Her daughter looked pale when she went in, but still managed to sound cheerful. Tom was in the kitchen making tea.

‘Did your father seriously read you the Enid Blyton books?’ Iris enquired.

‘He read all three of the
Faraway Tree
s and both
Wishing Chair
s,’ Dorothy confirmed, ‘and some
Mr Meddle
s.’

‘Silly idiots, the pair of you,’ Iris said fondly.

Tom came in with drinks. ‘We had a lovely time,’ he commented. ‘Very nostalgic.’ He glanced at her. ‘Are you going out tonight?’

‘Of course not. I wouldn’t dream of going out again and leaving Dorothy. What about you? Are you and Frank going for a drink?’ He sometimes went to the pub at weekends with his brother.

‘I wouldn’t dream of leaving Dorothy either. I suggest we ring that rather nice Indian restaurant in Stanley Road and order a takeaway, then sprawl on the settee and watch television. It’s a very unhealthy way of spending the evening, but it won’t hurt for once.’

‘Goody!’ Dorothy rubbed her hands. ‘I love curry.’

Matthew telephoned just after nine the next morning. ‘What happened?’ he snapped. ‘I sat in that hotel for nearly an hour, unsure whether you were coming or not. It so happened I called home about something and Sarah said you’d left a message. That was pretty sudden, wasn’t it? Why couldn’t you have let me know sooner?’

‘It was very early when I phoned. Sarah said you’d gone out for the day; that you wouldn’t even be at work. I wasn’t to know you’d go straight to the hotel, was I?’ Poor Matthew! She felt upset at the idea that he’d been sitting there waiting for her to arrive. ‘I’m so sorry,’ she said, filled with remorse. ‘I’d have phoned the Temple if I’d known you hadn’t got my message.’

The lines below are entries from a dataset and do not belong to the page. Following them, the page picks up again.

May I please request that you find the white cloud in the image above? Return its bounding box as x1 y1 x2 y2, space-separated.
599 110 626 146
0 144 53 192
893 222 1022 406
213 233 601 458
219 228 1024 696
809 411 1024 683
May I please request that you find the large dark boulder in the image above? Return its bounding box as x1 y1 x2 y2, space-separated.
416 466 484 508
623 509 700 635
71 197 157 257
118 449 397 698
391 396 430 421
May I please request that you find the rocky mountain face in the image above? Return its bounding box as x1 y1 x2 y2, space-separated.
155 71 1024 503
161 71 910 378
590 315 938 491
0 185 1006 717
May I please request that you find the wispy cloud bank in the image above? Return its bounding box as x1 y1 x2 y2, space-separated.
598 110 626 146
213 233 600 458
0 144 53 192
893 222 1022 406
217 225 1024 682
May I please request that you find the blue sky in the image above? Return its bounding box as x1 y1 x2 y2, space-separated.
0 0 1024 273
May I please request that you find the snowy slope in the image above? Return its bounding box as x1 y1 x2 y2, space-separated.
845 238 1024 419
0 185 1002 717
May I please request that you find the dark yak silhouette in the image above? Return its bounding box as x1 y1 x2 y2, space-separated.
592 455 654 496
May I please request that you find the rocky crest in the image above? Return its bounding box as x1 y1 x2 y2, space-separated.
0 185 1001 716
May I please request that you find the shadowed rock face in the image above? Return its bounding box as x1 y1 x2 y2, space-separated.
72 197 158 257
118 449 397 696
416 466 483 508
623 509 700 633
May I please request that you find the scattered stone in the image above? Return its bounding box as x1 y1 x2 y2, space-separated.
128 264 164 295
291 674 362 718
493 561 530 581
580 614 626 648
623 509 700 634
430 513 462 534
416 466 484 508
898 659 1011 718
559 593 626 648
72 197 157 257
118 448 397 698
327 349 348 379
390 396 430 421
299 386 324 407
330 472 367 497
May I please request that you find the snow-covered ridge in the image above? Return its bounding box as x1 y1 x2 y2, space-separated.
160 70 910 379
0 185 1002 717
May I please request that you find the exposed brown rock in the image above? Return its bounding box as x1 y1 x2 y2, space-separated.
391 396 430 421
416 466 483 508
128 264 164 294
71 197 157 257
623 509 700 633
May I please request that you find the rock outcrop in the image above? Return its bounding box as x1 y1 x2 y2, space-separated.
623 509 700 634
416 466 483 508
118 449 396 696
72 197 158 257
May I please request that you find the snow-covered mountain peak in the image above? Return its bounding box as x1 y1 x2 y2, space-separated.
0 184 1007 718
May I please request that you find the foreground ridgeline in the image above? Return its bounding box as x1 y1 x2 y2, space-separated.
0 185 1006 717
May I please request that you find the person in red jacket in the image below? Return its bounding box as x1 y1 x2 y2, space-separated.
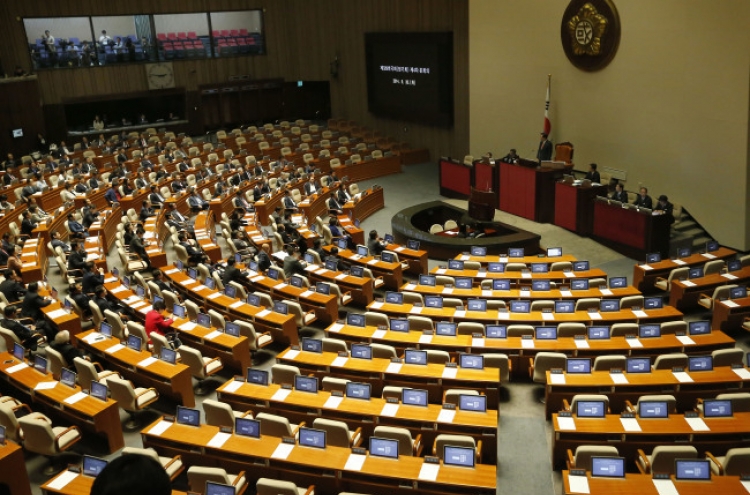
144 301 172 343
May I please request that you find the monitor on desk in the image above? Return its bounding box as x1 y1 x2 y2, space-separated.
576 400 607 418
435 321 456 337
458 352 484 370
638 400 669 419
404 349 427 365
443 445 476 468
389 318 409 332
81 455 107 478
674 459 711 481
588 326 610 340
369 437 398 459
626 358 651 373
703 399 733 418
247 368 268 386
401 388 427 407
565 358 591 373
345 382 372 400
234 418 260 438
591 456 625 478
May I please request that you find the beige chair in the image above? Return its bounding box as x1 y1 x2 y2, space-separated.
313 418 362 448
372 426 423 457
255 478 315 495
18 415 81 476
188 466 247 495
107 376 159 431
635 445 698 475
180 345 224 395
122 447 185 481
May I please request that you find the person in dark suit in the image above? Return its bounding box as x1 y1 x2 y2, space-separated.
610 182 628 203
536 132 552 162
583 163 602 184
633 187 654 210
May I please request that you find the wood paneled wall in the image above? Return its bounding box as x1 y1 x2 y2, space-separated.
0 0 469 156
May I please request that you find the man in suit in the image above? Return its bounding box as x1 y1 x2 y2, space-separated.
583 163 602 184
610 182 628 203
536 132 552 162
633 187 654 210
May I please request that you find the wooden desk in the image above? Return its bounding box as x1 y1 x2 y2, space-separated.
0 440 31 495
563 471 747 495
552 411 750 469
141 421 497 495
276 348 500 409
633 247 737 294
216 380 498 464
75 330 195 407
0 352 125 454
669 266 750 310
545 366 750 418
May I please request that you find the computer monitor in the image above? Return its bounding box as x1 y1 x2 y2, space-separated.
531 280 552 292
688 320 711 335
638 323 661 339
458 353 484 370
531 263 549 273
369 437 398 459
345 382 372 400
346 313 365 327
625 358 651 373
510 301 531 313
646 253 661 263
196 313 211 328
352 344 372 359
570 278 589 290
638 400 669 419
443 445 476 468
294 375 318 394
599 299 620 313
389 318 409 332
588 326 610 340
435 321 456 337
576 400 607 418
159 347 177 364
91 381 109 402
299 426 326 449
34 354 47 375
688 356 714 371
703 399 733 418
674 459 711 481
247 368 268 386
302 337 323 354
60 368 76 388
401 388 427 407
555 301 576 313
466 299 487 313
565 358 591 373
404 349 427 365
591 456 625 478
234 418 260 438
534 327 557 340
484 325 508 339
458 394 487 412
385 290 404 304
424 296 443 309
81 455 107 478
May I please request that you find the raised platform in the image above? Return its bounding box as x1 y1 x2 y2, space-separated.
391 201 541 260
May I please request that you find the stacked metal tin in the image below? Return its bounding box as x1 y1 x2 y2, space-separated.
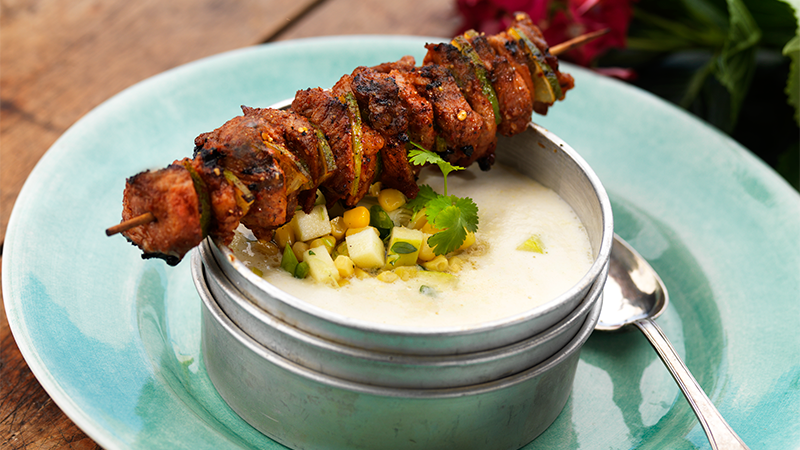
192 125 613 449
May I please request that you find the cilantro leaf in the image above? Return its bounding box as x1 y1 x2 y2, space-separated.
408 142 464 195
406 184 439 212
407 142 478 255
425 196 478 255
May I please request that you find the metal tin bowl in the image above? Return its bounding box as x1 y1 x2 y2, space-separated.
192 243 607 389
200 256 602 450
208 124 613 355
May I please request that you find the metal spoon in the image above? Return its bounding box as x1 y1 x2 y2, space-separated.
595 235 748 450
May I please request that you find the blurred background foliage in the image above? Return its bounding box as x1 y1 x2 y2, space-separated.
457 0 800 190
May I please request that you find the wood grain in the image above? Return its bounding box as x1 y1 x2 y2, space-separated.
0 0 314 244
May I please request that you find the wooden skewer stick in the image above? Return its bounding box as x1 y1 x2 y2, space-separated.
106 28 611 236
550 28 611 56
106 211 156 236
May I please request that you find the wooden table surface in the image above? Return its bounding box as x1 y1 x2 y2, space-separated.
0 0 460 449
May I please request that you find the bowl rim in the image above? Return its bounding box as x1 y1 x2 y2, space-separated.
191 246 608 367
197 251 603 399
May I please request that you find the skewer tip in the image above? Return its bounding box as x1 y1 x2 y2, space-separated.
550 28 611 56
106 212 156 236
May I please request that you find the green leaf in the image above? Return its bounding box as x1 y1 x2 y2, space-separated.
391 241 417 255
783 0 800 126
281 243 298 275
425 196 478 255
369 205 394 239
406 184 439 212
408 142 464 195
713 0 761 128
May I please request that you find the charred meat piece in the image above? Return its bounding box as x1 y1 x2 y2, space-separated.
331 75 384 206
371 55 417 73
109 14 574 264
351 67 422 198
468 33 533 136
423 44 497 166
292 88 355 203
417 64 496 167
195 108 300 239
389 70 436 150
122 161 204 265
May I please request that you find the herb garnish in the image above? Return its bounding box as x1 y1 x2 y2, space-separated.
408 142 478 255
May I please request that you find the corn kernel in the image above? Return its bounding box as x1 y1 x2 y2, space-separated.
367 181 383 197
331 216 347 241
420 221 442 234
422 255 449 272
378 189 406 212
377 270 400 283
292 241 310 262
308 234 336 255
274 223 296 248
342 206 369 228
447 256 464 272
344 227 381 237
417 233 436 262
333 255 356 278
394 266 419 281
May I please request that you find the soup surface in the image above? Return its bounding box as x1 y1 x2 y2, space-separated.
232 164 593 328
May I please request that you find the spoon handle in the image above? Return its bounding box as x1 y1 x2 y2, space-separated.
633 319 748 450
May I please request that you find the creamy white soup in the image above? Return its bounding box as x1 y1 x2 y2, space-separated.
233 164 593 328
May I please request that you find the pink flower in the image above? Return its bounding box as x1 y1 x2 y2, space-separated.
457 0 635 66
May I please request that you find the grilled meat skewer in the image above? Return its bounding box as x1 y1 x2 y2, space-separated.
111 14 573 265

‘I know you would,’ he conceded. ‘Look, when can I see you again?’ His voice dropped. ‘I love you, you know, but you spent a whole fortnight with your other daughter. I was really looking forward to last night.’

‘So was I.’ Yet she’d had a very nice night without him. Dorothy had sat between her and Tom, shoulders touching, while they watched television. Clare had come home from the wedding with a hilarious tale about an aunt who’d got drunk and done a genuine striptease. It had only needed William and Louise to be there and the evening would have been perfect.

She didn’t like to suggest to Matthew that they leave it until Friday before they met again. ‘Can you take a few hours off on Tuesday afternoon and we can meet in the Temple?’ He had an assistant in his garage.

‘Yes,’ he said eagerly. ‘That would be wonderful.’

He told her again how much he loved her and they rang off.

On Friday night, William was in a cinema in Leicester Square watching a very dull picture with a very dull friend from the House of Commons. Douglas Meredith was possibly the most tedious chap alive, obsessed with detail, never using one word when three, four or even five would do.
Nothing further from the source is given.